President Klaus Iohannis refused this week to appoint the interim ministers to the positions that have become vacant in the Government after the resignation of three ALDE ministers (for Energy, for the Relation with the Parliament and for Environment portfolios) (EN). In return, Prime Minister Viorica Dancila announced that she asked the Constitutional Court to verify the existence of a constitutional conflict between the Government and the Presidency on this topic (EN).
Currently, in the Government of Romania, along with the vacant ministerial positions that were held by the ALDE ministers, there are another two more portfolios (at Education and Home Affairs) where the interim period ensured by two members of the Cabinet is close to reach the legal deadline (of 45 days). The position of vice premier on economic issues is also not represented since August 15. In these cases (Education & Internal Affairs) if the interim terms will reach the end, the state secretaries will receive delegation of powers in advance from the interim ministers, and the ministries functioning will not be impacted.
In the case of the portfolios that were held by the three ministers of ALDE, before submitting their resignations, they did not delegate their powers to state secretaries from the respective ministries. This led to the emergence of a blocking situation at the Government level – all bills and emergency ordinances adopted by the Gov’t have to be signed for example by the Minister for relations with the parliament. Not surprising, no government meeting was held this week.
A government decision issued on Monday allow the Government to issue emergency ordinances without the signature of Minister for Liaison with Parliament. The settlement by the Constitutional Court of the conflict between the Government and the President will last at least a few weeks.
The refusal of President Klaus Iohannis to appoint interim ministers is a form of pressure on the prime minister to speed up the demand for a parliamentary vote to appoint new full ministers. The government has about 30 days from now to complete the procedure, but it does not seem to be in a hurry to proceed. At the same time, the opposition has not advanced significantly in order to submit and vote on the censorship motion.
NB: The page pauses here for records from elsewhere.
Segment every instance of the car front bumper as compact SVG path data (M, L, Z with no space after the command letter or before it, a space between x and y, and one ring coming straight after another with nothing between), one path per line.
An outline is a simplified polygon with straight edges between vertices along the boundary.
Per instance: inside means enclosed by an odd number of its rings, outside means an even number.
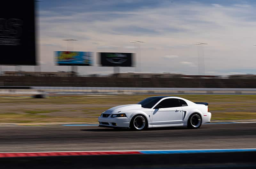
M98 121L100 127L128 128L130 127L131 119L127 117L99 117Z

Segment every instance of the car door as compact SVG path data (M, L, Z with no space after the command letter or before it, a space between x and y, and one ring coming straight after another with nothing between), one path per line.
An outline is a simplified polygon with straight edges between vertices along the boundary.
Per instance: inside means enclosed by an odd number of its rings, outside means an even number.
M153 125L168 125L183 122L183 112L179 99L166 99L153 108L152 120Z

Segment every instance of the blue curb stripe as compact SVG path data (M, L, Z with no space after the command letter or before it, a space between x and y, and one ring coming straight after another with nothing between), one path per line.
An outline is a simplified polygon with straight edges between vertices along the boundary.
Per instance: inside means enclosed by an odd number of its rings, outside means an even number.
M140 152L147 154L185 154L192 153L223 153L256 151L256 149L250 149L205 150L168 150L164 151L141 151Z
M94 124L63 124L61 126L98 126L99 125Z

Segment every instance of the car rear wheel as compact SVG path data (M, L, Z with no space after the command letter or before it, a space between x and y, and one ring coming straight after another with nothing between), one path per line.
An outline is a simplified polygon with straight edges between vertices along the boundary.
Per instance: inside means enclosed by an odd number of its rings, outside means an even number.
M143 116L137 115L132 119L130 127L135 130L142 130L147 128L147 119Z
M200 127L202 124L201 116L198 113L192 114L188 119L188 127L191 128L198 128Z

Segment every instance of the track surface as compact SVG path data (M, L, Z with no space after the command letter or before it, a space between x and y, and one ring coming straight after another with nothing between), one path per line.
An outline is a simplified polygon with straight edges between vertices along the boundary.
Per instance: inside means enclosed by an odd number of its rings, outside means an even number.
M0 127L0 152L256 148L256 124L204 125L141 131L97 127Z

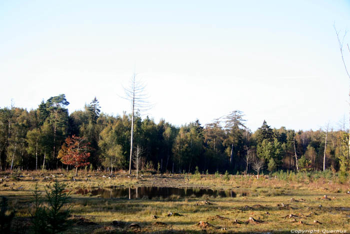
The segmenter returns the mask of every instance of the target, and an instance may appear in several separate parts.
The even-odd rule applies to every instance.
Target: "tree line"
[[[0,169],[72,166],[66,163],[66,150],[74,139],[82,142],[79,150],[84,151],[90,168],[127,169],[132,121],[134,168],[178,173],[198,167],[201,172],[232,173],[332,169],[344,175],[350,169],[344,127],[296,131],[272,128],[264,120],[252,132],[238,110],[205,125],[197,120],[176,126],[164,119],[157,123],[148,116],[142,119],[138,112],[116,116],[101,113],[96,98],[70,114],[69,104],[60,94],[29,111],[0,108]]]

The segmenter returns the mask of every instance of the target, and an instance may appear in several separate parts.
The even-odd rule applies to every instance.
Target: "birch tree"
[[[232,165],[234,160],[234,144],[238,143],[239,138],[242,137],[240,131],[240,128],[246,128],[244,123],[246,120],[243,119],[244,114],[239,110],[234,110],[226,116],[225,128],[228,135],[228,141],[231,145],[231,151],[230,156],[230,164]]]
[[[129,161],[129,174],[131,174],[131,167],[134,144],[134,122],[136,112],[141,113],[149,110],[152,106],[147,99],[148,95],[145,93],[146,85],[140,79],[136,79],[134,72],[130,79],[128,86],[124,87],[125,96],[121,97],[129,101],[132,108],[131,136],[130,137],[130,158]]]
[[[324,128],[324,131],[326,133],[325,139],[324,139],[324,171],[326,170],[326,150],[327,148],[327,137],[328,136],[328,131],[330,128],[330,122],[328,122],[327,125]]]
[[[336,31],[336,38],[338,40],[338,44],[339,45],[339,49],[340,51],[340,55],[342,56],[342,64],[344,65],[344,68],[345,69],[345,72],[346,74],[346,76],[348,77],[349,78],[349,80],[350,80],[350,74],[349,74],[348,71],[348,68],[346,67],[346,64],[345,62],[345,60],[344,59],[344,55],[343,54],[343,47],[344,47],[344,39],[345,39],[346,36],[346,31],[342,36],[342,38],[340,39],[340,31],[338,31],[336,30],[336,25],[333,25],[333,27],[334,28],[334,30]],[[349,44],[346,43],[346,47],[348,48],[348,51],[349,53],[349,54],[350,55],[350,48],[349,48]],[[350,87],[349,88],[349,123],[350,123]],[[350,134],[350,128],[349,128],[349,134]],[[349,151],[349,154],[350,155],[350,137],[348,138],[348,150]]]

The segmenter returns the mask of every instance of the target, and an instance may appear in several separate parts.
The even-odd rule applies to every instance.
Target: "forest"
[[[14,106],[0,109],[0,169],[127,169],[131,114],[102,113],[96,98],[83,110],[70,114],[69,104],[60,94],[29,111]],[[134,148],[142,150],[132,168],[137,164],[140,169],[162,173],[232,174],[331,169],[346,175],[350,158],[344,125],[297,131],[272,128],[262,118],[261,127],[252,132],[245,126],[245,117],[234,110],[205,125],[197,120],[176,126],[164,119],[156,123],[148,116],[142,119],[136,112]],[[84,146],[86,161],[78,165],[64,157],[72,136]]]

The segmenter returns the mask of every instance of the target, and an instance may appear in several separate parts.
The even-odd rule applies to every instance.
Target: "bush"
[[[218,173],[218,171],[216,171],[214,174],[216,178],[219,178],[220,177],[220,174]]]
[[[226,181],[230,180],[230,174],[228,174],[228,172],[227,170],[225,171],[225,175],[224,176],[224,179]]]
[[[194,171],[194,174],[192,175],[192,178],[196,179],[200,179],[200,172],[198,166],[196,167],[196,171]]]
[[[272,158],[270,158],[268,161],[268,171],[270,172],[272,172],[276,169],[276,167],[277,164],[276,164],[276,162],[274,161],[274,160]]]
[[[68,203],[69,193],[64,192],[66,185],[57,180],[52,187],[45,188],[45,201],[48,207],[42,205],[44,199],[38,190],[38,184],[33,192],[34,212],[31,212],[32,229],[36,233],[56,233],[66,230],[68,226],[67,219],[69,209],[62,210],[63,206]]]
[[[0,233],[10,233],[11,222],[14,217],[14,211],[12,211],[9,214],[6,214],[8,210],[8,198],[2,197],[0,205]]]

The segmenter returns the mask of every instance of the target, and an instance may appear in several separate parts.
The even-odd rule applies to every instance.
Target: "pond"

The current political status quo is advantageous for the opposition formations, allowing their candidates to enter the electoral race for the Romanian presidency with an anti-government speech. We anticipate therefore that in the course of next week neither of the two procedures will be finalized, but it is likely that their timetable for debate will become clearer.
The Finnish Presidency of the Council of the European Union has presented the priorities of the mandate in debates organized this week in the European Parliament. ECOFIN Chair and Finance Minister Mika Lintilä announced plans to make progress on the capital markets union and the banking union, including tackling banks’ non-performing loans as well as work on the European deposit insurance scheme (EDIS). Also high on the priority list is the fight against tax fraud and profit shifting, together with harmonized digital taxation in the EU and a financial transaction tax. The digital economy, including digital services, implementing consumer protection laws efficiently and the MFF files related to the single market and customs are also high on the Presidency’s programme according to the Employment Minister Timo Harakka. Economic Affairs Minister Katri Kulmuni also presented the priorities in the field of regional development, which include making EU cohesion policy more result-oriented, efficient and thematically focused. More info EN.
The two Chambers of the British Parliament have adopted this week a bill that aims to force the British PM to ask for a new extension of the Brexit date, if no deal would be approved until October 19th by the Parliament. After this date he would have to ask the EU leaders for a three-month extension of the Brexit date (from October 31 to January 31, 2020) (EN). The PM announced he refuses to ask for a new extension, and it is difficult to predict what will be in the final the approach he will adopt. The PM tried to call early elections in Mid October, but his proposal was rejected in Parliament (where the conservative party lost this week the majority, due to departures and dismissals from the party triggered by the internal differences on Brexit).
Economic & Fiscal Updates
Romania had an economic growth of 4.6% of GDP in Q2 2019 compared to Q2 2018 (EN). The economic growth continues to be sustained especially by the consumption of households.
At the same time, two large international rating agencies have attracted the vulnerabilities of the Romanian economy this week. According to Fitch, political uncertainty complicates economic policy at a time when fiscal and external metrics have weakened. Fitch experts consider that the corrective measures in the budget revision adopted by the government in early August are insufficient to bring down the deficit to the budget target of 2.76% of GDP, forecasting the deficit will widen to 3.4% of GDP in 2019 and considering the government’s projections rely on optimistic revenue assumptions (EN). Standard & Poor’s apreciaza ca ritmul de crestere al economiei romanesti va fi de sub 4% in acest an si ca el se va diminua in 2020 – 2021 due to a slowdown in external demand, the reduction of the wage growth rate and a more neutral fiscal environment The agency reconfirmed the country rating of Romania at BBB- with a stable outlook (EN).
Another alarm signal came from the IMF representatives who announced this week that according to its models the Romanian currency is overvalued by up to 10% The IMF outlined the need for NBR (National Bank of Romania) to ensure a greater flexibility in the currency exchange (EN).